For some intended parents, surrogacy planning begins at a stage when only one viable embryo is available for transfer. This often happens after earlier IVF cycles produced limited results or when treatment was started later in reproductive life. In clinical practice at SILK Medical, such cases are common and require careful timing and realistic expectations. A single embryo can still lead to a successful pregnancy, but it also changes how doctors and patients approach program structure, financial planning, and decisions about whether to create additional embryos before proceeding.
What are the real chances with a single embryo
Even a genetically tested blastocyst does not lead to pregnancy in every case. Implantation depends on multiple factors. These include embryo genetics, laboratory conditions during culture and freezing, and how well the uterine lining responds to preparation.
Surrogacy improves the uterine factor by transferring the embryo to a medically screened carrier. However, this does not remove biological uncertainty. A single transfer may succeed on the first attempt. It may also require another cycle if implantation does not occur or if pregnancy stops developing early.
This is why fertility teams usually discuss probability in terms of cumulative success rather than one specific transfer. National assisted reproductive technology statistics from the U.S. Centers for Disease Control and Prevention also present IVF outcomes in terms of cumulative success across multiple embryo transfer attempts, rather than a single procedure.
Why many surrogacy programs include more than one transfer
Program structure in modern surrogacy is based on medical statistics rather than simple procedure costs. Multiple transfer attempts are included because this approach reflects how pregnancy success is usually achieved in real clinical timelines.
For intended parents who already have embryos, structured options typically include either a single-transfer program or a program that allows several attempts. For example, a one-transfer model may be suitable when another IVF cycle is already planned. A multi-transfer structure allows more flexibility if the outcome of the first attempt is uncertain or if embryo creation is medically complex. Programs designed around shipped or previously created embryos often follow this logic.
In real cases, this usually becomes a budgeting decision rather than a medical debate. Some couples prefer to secure several transfer attempts within one structured program. Others accept the risk of starting with a single transfer and plan to reassess after the outcome. Both approaches are used in practice. The right choice depends on how difficult embryo creation was in the past and how quickly another IVF cycle could realistically be organized.
When it makes sense to create additional embryos first
Proceeding with surrogacy immediately is not always the most strategic option. In some cases, doctors may recommend creating more embryos before starting the program. This approach is often considered when
– the patient’s age suggests declining ovarian reserve
– previous embryo development results were inconsistent
– genetic testing left only one transferable embryo
– there is a desire to plan for more than one child in the future
An additional IVF cycle may improve overall cumulative success rates by increasing the number of transfer opportunities. Embryo creation programs at SILK Medical typically include stimulation medication, fertilization procedures, genetic testing for several embryos, and freezing for later use.
From a long-term perspective, having more embryos available often reduces pressure on the first surrogacy attempt and allows more structured planning.
Choosing program type when only one embryo exists
When a single embryo is already frozen and ready for transfer, program selection becomes a practical decision about risk distribution.
A single-transfer surrogacy program may be appropriate if the intended parents are prepared to return for another IVF cycle soon after the first attempt if needed. This approach can reduce initial costs and shorten timelines.
A multi-transfer program may be more suitable when embryo creation is difficult or when travel logistics make repeated treatment cycles complicated. In this case, the program structure provides additional transfer opportunities within the same overall framework.
For example, patients who live far from Georgia or have strict work schedules often lean toward programs with more transfer attempts included.
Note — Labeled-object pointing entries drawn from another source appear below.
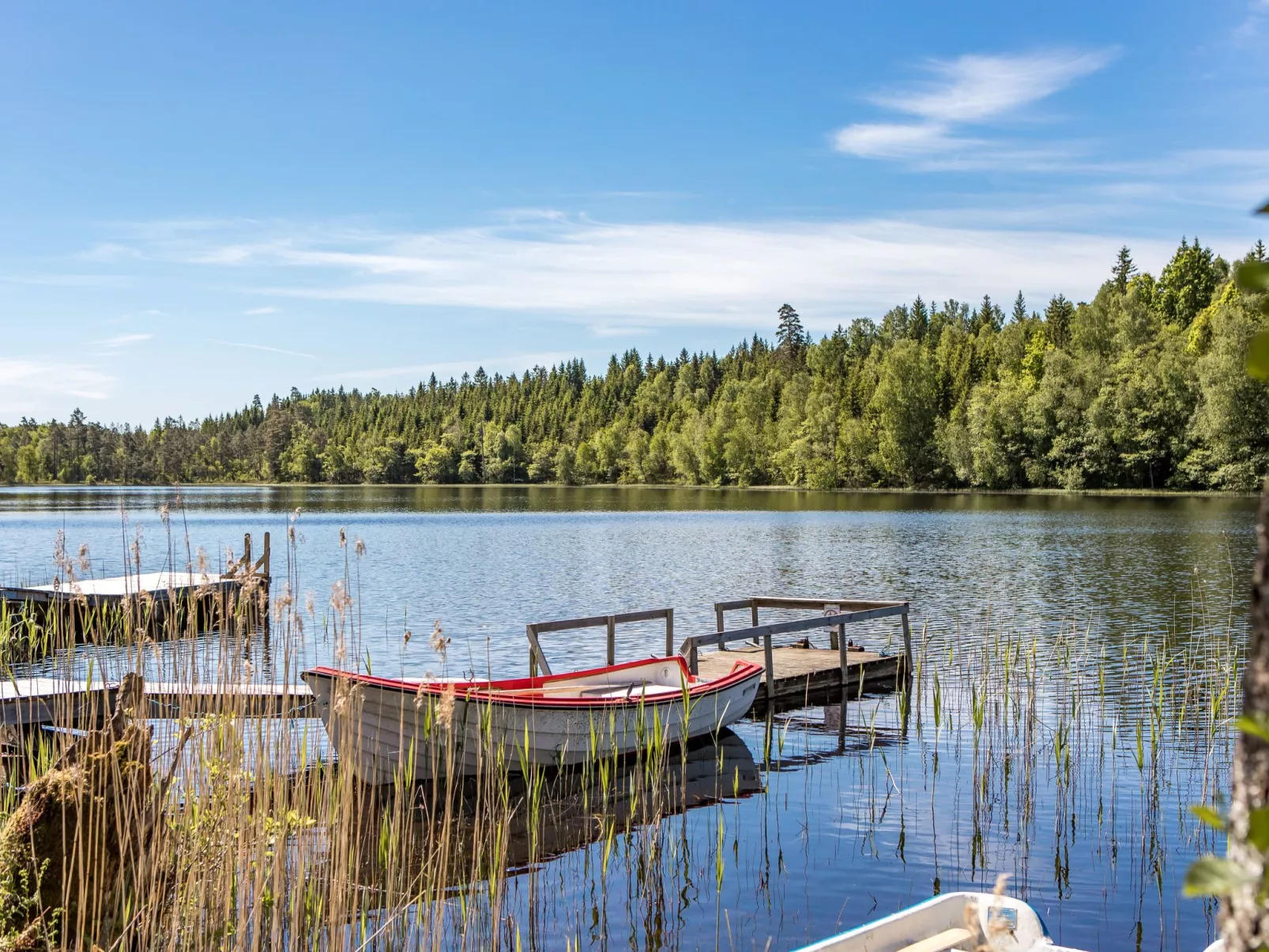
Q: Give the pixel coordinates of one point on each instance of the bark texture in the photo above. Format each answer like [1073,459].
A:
[1244,916]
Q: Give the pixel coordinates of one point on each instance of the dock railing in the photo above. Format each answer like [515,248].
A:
[597,621]
[838,613]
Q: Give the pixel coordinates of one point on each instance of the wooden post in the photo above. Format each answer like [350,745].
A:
[839,631]
[264,577]
[908,645]
[770,671]
[534,653]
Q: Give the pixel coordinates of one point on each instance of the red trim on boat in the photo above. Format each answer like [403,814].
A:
[519,690]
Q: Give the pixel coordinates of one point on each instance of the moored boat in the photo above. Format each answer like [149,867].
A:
[955,922]
[387,729]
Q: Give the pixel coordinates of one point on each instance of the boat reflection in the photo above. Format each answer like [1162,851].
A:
[533,819]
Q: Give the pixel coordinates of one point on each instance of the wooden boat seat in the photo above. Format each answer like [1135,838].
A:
[946,941]
[631,690]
Those who are already planning another IVF cycle within a few months may see little advantage in paying for additional attempts upfront. In consultations, this discussion usually comes down to timeline logistics rather than purely medical factors.
Planning beyond the first transfer
Surrogacy with only one embryo should always be approached with a clear contingency plan. This plan usually includes
– a defined timeline for reassessment after transfer
– medical criteria for deciding on a new IVF cycle
– financial planning for additional treatment
– consideration of donor options if embryo quality remains limited
Clinics normally recommend deciding in advance how long to wait before repeating IVF if implantation does not occur. Some patients choose to start preparation for a new cycle immediately after a negative hCG result. Others prefer to wait several months to recover physically or financially.
A structured approach leads to better decisions
Current internal statistics at SILK Medical show that the probability of pregnancy after the first embryo transfer in surrogacy programs is usually around 65 percent. This figure may vary depending on embryo genetics, the age at which the embryo was created, and previous reproductive history.
Having only one embryo does not mean that surrogacy success is unlikely. Many pregnancies begin from a single well-developed blastocyst. The key factor is how the overall treatment strategy is built around realistic medical probability.
Many successful surrogacy cases begin with limited embryo numbers. What often makes the difference is how quickly the treatment plan can adapt if the first attempt does not lead to pregnancy. Programs that combine medical flexibility with realistic scheduling tend to produce more stable long-term outcomes.